As of January 7, approximately 40% of the midpoint of anticipated 2019 CAPP metallurgical coal shipments were committed and priced at an average expected per-ton realization of $123.10, with an additional 26% committed and either unpriced or priced based on various indices. Based on the midpoint of guidance, 90% of anticipated 2019 NAPP coal shipments were committed and priced at an average expected per-ton realization of $43.10 and the CAPP thermal segment had 81% of its anticipated 2019 shipments committed and priced at $54.60 per ton.

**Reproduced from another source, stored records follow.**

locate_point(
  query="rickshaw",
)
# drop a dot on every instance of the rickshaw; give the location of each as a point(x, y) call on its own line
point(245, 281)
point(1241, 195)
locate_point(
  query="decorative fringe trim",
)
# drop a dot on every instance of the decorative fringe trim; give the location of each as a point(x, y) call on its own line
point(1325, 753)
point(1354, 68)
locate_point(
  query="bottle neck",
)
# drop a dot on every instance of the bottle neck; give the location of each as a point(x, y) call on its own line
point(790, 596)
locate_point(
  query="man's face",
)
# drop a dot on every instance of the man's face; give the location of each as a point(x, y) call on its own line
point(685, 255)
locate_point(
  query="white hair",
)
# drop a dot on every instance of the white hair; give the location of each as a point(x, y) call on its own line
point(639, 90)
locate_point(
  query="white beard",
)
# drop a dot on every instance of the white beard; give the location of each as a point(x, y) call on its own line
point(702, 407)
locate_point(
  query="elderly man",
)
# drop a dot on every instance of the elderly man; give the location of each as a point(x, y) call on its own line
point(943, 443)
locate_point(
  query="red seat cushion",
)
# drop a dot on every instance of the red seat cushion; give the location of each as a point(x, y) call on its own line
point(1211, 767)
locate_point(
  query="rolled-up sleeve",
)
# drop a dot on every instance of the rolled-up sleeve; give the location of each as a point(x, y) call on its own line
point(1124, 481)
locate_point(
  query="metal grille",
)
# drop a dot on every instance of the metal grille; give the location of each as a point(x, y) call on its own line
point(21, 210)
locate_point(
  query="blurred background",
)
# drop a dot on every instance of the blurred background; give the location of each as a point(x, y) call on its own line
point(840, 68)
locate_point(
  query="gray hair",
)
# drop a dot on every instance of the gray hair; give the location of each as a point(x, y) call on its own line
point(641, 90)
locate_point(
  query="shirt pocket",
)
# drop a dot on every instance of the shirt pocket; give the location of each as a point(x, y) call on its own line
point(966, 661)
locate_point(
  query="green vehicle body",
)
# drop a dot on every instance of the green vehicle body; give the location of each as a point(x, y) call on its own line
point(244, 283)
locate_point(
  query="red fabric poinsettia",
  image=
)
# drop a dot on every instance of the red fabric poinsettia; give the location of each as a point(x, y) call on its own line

Contura’s capital expenditures for 2019 are expected to be in the range of $170 million to $190 million, including approximately $60 million planned for growth projects and reserve replacement. SG&A cost is estimated at $50 million to $60 million, including annual incentive bonuses, but excluding one-time and non-recurring items and stock compensation. The company expects 2019 cash interest expense to be between $40 million and $44 million. Depreciation, depletion and amortization for 2019 will be provided after the purchase price allocation on the merger is completed.